Todt: "Ein Rennfahrer will natürlich - ungeachtet der Umstände - immer gewinnen, aber ehrlich gesagt glaube ich nicht, dass man über das Rennen in Indianapolis sprechen kann. Unsere Fahrer sind aber ein starkes Rennen gefahren. Das konnte man sehen, das war offensichtlich anhand der Rundenzeiten, die sehr stark waren. Sein Ziel war, das Rennen zu gewinnen. Er hat nicht gewonnen und war natürlich frustriert deswegen, aber die Temperatur hat sich seither abgekühlt und die Sache ist erledigt."

Frage: "Hast du die Situation beruhigt?"
Todt: "Nein. Ich musste da nichts beruhigen. Das hat sich von selbst beruhigt."

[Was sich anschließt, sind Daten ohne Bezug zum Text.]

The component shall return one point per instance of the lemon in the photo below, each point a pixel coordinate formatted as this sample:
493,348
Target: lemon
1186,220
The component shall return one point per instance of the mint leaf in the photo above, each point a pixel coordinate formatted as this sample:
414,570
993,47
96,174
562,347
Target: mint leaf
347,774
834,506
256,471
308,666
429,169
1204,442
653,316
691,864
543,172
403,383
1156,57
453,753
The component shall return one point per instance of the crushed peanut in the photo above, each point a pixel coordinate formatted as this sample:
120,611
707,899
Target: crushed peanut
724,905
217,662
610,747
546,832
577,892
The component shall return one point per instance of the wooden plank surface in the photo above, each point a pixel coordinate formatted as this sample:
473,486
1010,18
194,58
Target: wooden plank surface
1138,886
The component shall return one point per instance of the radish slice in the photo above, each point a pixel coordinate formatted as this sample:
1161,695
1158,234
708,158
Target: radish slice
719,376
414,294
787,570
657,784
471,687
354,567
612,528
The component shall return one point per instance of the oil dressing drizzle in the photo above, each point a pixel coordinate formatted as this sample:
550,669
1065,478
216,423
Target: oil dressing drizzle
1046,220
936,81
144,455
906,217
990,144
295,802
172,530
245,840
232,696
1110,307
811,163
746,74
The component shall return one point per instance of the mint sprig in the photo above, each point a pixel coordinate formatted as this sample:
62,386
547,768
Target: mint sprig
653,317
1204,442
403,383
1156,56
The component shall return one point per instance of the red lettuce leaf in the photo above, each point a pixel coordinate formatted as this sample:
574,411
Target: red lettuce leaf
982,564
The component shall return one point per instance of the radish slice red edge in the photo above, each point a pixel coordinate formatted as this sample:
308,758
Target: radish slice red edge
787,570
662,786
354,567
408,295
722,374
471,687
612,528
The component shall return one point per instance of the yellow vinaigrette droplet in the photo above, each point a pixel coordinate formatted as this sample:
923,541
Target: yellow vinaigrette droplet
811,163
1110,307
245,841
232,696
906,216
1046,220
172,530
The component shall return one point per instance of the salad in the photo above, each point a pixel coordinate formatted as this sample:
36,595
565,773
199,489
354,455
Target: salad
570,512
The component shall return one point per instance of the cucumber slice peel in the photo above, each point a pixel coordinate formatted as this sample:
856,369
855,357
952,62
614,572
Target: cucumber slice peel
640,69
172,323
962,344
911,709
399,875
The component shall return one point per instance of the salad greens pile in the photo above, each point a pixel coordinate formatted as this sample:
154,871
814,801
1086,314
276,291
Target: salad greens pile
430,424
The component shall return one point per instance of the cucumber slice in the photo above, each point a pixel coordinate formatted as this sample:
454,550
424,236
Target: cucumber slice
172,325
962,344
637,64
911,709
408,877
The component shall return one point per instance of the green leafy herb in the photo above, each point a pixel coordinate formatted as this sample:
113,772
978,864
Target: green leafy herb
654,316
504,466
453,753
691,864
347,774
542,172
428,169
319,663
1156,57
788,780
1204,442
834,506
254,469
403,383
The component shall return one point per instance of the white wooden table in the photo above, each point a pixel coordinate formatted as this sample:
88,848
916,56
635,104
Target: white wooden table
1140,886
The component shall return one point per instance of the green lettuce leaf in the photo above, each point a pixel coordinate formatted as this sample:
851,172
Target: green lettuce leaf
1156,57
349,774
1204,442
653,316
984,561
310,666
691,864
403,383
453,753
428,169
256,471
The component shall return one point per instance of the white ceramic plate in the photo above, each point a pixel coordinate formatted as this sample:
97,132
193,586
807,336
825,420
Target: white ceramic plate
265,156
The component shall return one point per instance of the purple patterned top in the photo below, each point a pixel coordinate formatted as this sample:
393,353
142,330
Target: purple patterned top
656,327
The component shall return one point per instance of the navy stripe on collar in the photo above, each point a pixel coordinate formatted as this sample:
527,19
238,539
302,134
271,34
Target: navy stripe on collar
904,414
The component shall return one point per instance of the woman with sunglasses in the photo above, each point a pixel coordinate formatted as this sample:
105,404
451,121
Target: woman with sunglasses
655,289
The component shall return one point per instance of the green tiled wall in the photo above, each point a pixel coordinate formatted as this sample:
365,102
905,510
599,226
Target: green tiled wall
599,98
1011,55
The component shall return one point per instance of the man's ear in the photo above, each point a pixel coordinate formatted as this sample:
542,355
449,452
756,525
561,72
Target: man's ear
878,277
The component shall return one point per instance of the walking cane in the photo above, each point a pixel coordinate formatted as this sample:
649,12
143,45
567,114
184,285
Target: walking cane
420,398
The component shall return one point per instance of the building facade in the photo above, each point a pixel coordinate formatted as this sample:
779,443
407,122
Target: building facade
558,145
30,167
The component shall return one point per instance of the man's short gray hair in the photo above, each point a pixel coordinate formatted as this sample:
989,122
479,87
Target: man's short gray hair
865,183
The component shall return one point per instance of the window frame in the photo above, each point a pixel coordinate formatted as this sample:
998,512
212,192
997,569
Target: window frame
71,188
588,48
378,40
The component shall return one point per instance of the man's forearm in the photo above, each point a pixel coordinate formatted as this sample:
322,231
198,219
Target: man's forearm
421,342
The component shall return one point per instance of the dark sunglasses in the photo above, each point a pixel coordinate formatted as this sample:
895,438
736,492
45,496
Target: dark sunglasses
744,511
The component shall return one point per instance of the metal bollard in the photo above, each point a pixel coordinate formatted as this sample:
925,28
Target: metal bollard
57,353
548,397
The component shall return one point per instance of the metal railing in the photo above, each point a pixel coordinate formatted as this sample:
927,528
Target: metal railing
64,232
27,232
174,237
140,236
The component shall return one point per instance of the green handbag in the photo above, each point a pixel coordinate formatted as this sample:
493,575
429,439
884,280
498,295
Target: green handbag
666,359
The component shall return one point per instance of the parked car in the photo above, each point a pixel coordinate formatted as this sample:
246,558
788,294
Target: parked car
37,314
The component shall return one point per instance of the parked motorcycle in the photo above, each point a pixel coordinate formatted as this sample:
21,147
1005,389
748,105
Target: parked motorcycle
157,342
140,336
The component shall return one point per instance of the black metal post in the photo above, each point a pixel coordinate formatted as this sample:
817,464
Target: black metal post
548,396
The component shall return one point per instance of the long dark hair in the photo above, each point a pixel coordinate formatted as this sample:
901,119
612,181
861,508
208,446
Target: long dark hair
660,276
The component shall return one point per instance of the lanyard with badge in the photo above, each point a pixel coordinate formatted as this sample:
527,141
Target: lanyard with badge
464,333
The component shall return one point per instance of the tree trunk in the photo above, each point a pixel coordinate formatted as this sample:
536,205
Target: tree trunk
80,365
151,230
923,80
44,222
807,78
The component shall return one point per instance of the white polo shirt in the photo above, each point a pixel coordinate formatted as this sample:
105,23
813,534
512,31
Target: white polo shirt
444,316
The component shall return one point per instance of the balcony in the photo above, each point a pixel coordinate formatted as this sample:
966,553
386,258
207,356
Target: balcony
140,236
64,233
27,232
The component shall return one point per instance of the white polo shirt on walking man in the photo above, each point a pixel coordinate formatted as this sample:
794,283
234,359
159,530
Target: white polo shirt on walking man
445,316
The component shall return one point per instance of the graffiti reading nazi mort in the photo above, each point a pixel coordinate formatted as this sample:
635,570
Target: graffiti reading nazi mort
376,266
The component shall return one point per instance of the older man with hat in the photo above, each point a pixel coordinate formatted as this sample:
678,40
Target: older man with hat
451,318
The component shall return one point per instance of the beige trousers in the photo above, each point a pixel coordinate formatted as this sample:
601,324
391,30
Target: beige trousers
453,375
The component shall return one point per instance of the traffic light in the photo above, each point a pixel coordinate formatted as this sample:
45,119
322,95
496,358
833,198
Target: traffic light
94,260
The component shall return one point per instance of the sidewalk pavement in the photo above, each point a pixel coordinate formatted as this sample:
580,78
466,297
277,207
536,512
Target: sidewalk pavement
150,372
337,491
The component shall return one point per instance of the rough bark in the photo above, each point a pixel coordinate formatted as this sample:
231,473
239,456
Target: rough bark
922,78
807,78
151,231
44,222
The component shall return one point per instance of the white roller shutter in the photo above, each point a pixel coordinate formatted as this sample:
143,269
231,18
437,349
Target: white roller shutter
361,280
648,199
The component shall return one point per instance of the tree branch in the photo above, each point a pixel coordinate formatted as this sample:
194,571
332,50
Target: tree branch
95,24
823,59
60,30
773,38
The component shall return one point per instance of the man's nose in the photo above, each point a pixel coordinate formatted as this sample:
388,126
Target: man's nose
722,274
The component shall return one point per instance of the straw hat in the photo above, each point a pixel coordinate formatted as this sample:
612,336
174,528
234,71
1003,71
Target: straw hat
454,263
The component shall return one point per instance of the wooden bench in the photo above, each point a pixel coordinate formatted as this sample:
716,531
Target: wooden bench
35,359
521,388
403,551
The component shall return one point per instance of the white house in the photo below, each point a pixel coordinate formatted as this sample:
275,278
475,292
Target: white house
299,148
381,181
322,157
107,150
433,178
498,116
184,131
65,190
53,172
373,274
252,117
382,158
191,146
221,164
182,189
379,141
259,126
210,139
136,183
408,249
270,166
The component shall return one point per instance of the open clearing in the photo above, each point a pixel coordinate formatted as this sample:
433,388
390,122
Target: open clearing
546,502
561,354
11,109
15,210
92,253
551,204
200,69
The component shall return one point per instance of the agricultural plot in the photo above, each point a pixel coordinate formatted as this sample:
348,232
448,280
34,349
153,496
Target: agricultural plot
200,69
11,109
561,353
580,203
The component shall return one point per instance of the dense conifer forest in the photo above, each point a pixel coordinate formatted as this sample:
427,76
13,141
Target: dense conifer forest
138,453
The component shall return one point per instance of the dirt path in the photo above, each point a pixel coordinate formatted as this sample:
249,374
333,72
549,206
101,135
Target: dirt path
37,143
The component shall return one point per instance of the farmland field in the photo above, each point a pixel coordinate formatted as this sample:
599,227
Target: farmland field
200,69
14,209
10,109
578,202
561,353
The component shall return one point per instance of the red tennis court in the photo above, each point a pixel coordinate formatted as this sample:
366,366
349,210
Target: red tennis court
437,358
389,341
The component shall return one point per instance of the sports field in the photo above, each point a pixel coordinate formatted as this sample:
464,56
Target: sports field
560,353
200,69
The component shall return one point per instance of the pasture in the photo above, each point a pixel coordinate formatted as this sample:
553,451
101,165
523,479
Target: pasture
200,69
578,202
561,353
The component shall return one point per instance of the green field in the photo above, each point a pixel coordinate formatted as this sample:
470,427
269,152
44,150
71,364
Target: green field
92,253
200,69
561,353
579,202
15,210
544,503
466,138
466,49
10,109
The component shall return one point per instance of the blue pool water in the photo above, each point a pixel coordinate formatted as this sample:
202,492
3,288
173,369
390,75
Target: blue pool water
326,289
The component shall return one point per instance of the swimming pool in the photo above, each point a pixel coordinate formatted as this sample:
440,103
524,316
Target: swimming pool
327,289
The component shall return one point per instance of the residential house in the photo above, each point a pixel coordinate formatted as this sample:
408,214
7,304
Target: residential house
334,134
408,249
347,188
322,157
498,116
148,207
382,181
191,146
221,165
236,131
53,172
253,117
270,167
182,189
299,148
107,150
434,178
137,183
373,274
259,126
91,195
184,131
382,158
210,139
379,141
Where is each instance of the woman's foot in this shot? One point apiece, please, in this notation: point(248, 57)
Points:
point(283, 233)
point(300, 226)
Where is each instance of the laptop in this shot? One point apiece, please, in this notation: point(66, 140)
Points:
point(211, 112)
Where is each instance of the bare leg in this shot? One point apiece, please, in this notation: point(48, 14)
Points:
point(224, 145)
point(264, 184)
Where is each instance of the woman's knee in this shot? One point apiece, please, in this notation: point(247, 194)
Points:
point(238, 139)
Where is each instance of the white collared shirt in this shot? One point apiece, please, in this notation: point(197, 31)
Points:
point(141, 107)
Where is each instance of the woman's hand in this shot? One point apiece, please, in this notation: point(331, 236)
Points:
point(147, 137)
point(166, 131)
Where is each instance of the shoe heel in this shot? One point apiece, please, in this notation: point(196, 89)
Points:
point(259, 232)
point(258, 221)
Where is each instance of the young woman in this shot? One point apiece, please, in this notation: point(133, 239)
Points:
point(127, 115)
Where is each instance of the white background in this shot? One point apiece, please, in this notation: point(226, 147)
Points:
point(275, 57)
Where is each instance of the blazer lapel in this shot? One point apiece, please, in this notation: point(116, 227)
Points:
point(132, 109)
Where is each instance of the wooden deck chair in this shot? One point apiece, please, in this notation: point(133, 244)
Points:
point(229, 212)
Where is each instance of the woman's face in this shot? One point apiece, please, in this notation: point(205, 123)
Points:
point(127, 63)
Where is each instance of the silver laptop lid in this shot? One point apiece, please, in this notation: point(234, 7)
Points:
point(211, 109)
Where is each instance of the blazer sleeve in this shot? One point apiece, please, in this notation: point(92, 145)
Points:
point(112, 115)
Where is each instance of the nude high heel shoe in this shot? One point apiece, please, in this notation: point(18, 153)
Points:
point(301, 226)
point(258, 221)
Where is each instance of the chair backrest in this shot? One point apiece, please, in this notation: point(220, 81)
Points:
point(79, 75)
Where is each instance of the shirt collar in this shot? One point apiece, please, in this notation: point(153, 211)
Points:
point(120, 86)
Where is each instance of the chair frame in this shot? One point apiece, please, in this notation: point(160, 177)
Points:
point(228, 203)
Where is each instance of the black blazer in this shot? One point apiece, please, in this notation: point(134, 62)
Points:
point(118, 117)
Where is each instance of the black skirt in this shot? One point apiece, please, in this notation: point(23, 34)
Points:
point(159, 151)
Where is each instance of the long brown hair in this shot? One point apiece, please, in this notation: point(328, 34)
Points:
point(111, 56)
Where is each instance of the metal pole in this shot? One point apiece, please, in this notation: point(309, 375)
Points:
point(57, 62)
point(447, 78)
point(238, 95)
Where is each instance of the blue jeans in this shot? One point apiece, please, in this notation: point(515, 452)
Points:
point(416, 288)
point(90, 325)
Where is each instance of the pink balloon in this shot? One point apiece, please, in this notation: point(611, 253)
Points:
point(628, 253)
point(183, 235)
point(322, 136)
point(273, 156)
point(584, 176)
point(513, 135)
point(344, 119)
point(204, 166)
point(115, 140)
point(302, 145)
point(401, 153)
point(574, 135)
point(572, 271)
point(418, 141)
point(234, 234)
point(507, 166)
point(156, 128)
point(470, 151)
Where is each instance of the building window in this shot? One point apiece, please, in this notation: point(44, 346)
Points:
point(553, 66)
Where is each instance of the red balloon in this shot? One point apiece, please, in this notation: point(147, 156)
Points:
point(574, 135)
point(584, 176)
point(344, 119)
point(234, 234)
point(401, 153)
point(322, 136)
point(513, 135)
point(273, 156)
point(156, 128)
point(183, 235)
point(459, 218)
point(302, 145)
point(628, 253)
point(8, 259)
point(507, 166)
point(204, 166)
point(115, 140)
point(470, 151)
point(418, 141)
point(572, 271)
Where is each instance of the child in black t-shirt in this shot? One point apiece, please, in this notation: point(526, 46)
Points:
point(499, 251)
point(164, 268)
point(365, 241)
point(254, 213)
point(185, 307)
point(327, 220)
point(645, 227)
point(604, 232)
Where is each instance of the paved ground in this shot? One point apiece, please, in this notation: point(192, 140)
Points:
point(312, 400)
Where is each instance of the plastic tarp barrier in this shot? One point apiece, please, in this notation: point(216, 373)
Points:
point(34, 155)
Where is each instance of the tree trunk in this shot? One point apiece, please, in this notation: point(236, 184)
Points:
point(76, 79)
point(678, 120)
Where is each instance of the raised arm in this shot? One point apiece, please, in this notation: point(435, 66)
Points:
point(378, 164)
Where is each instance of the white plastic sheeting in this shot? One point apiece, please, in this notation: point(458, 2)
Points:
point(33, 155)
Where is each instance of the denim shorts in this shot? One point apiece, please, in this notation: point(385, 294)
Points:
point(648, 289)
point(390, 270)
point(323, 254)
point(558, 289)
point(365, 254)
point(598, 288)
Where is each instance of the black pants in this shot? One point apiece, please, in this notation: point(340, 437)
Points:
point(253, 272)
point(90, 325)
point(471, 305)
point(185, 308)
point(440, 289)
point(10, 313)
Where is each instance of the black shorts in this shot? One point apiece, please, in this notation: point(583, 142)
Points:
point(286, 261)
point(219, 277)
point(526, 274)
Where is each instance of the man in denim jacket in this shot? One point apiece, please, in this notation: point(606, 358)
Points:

Frage: "Inwieweit hast du das Gefühl, dass Bridgestone dieses Jahr Performance zugunsten der Sicherheit opfert?"
Todt: "Ich möchte mich aus diesen Kontroversen heraushalten, denn Bridgestone und ich sagen schon seit Jahren - vor allem seit Saisonbeginn -, dass die Reifen niemanden interessieren, wenn man gewinnt. Wir haben in den vergangenen Jahren so oft gewonnen und wir haben immer gesagt, wie wichtig Bridgestone in diesem Zusammenhang war, denn ohne sie hätten wir nicht so viele Siege gefeiert. Dieses Jahr haben wir nicht gewonnen, also haben wir uns auf die Suche nach den Gründen gemacht. Natürlich sind wir dabei zum Teil auf die Reifen gestoßen. Seit letztem Jahr macht die Reifenregel den größten Unterschied aus, und es stimmt, dass Bridgestone und wir gemeinsam keinen ausreichend guten Job gemacht haben. Wir arbeiten sehr hart. Wir konnten die Situation in den letzten Rennen verbessern und hoffen, dass es weiterhin von Rennen zu Rennen besser wird."

Ferrari zog aus anfänglichen Reifenschäden Konsequenzen

"Gleichzeitig muss man sagen, dass Bridgestone und Ferrari gemeinsam entschieden haben, Sicherheit vor Performance zu stellen. Es ist uns dieses Jahr auch schon passiert, dass wir aufgeben mussten, weil wir ein Rennen nicht beendet hätten - mit Rubens in Bahrain, mit Michael (Schumacher; Anm. d. Red.) in Barcelona. Daraus haben wir aber gelernt, und die Reifen, die wir an den Nürburgring mitnahmen, waren definitiv ein Kompromiss. Das waren nicht die schnellsten Reifen, aber wir wussten, dass wir damit das Rennen beenden können."

Frage: "Im Juli gibt es vier Grands Prix in fünf Wochen. Wie schwierig ist es für die Teams, mit so einer Situation umzugehen?"
Todt: "Es ist schwierig - nicht nur für das Team, sondern auch für die Partner, den Reifenhersteller, für alle. Es ist schon hart, zwei Rennen hintereinander zu haben, aber vier Rennen in fünf Wochen? Damit sind die Teams, die im Moment die besten Autos haben, definitiv im Vorteil, denn es gibt zwischen den Rennen kaum Zeit zum Reagieren."